Both jobs are pretty lame. #1 is less lame. "Adjusted to MGMA" means, we will try to not pay you.
And no, you won't be truly "specializing" and will have to hustle to prioritize access.

And you will be seeing hem, in some context, some of the time.
Not knowing what the location is, I don't think that Job 1 is lame at all. Employed, guaranteed salary with pretty low workload and bonuses that get you close to $700K? Unless the location is horrible, sign me up.

Now, Job #2 seems pretty weaksauce. Any PP job that is fully production based should start where this one seems to top out and go up from there pretty easily. $1M a year should not be that hard to get to in a job like this. Seems like it might be harder than it should be and someone's skimming (or you're not getting all the information you seem to have).

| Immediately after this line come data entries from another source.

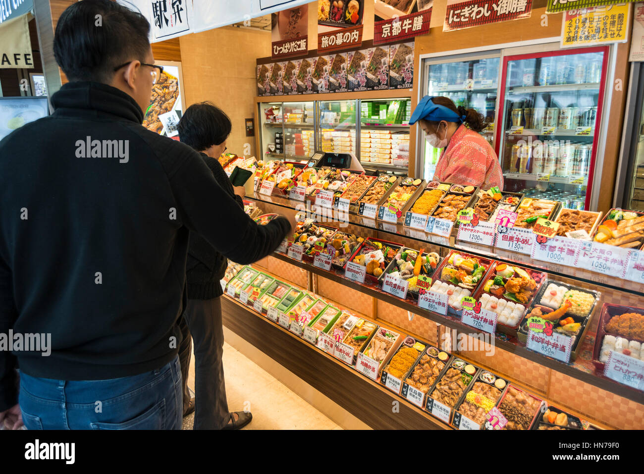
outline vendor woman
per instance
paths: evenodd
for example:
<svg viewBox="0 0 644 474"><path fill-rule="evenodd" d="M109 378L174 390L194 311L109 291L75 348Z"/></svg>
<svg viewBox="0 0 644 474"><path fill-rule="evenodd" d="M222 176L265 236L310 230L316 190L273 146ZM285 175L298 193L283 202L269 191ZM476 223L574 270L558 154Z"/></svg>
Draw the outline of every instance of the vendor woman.
<svg viewBox="0 0 644 474"><path fill-rule="evenodd" d="M478 132L488 124L474 109L457 107L447 97L426 95L419 102L410 125L418 122L426 140L442 148L435 181L503 189L498 157Z"/></svg>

To @ONC2023, the big question is, which are you more concerned about? The floor or the ceiling? Job #1 has a pretty high floor but a low ceiling. Job #2 has a very low floor, but the potential for a higher ceiling. Which one are you more concerned about?

FWIW, when I do some quick math on Job #1 (46 weeks x 4d/wk x14 patients a day x 2.2wRVU/encounter), I get <6000wRVU. Round the comp to $600K and you're getting over $100/wRVU in that job.

I also think it's important to recognize the marginal utility of an extra $100K when going from 600-700 (compared to 50-100 for instance) and how hard you will have to work for that difference. Also...arguing about compensation at these levels is a 0.1% problem.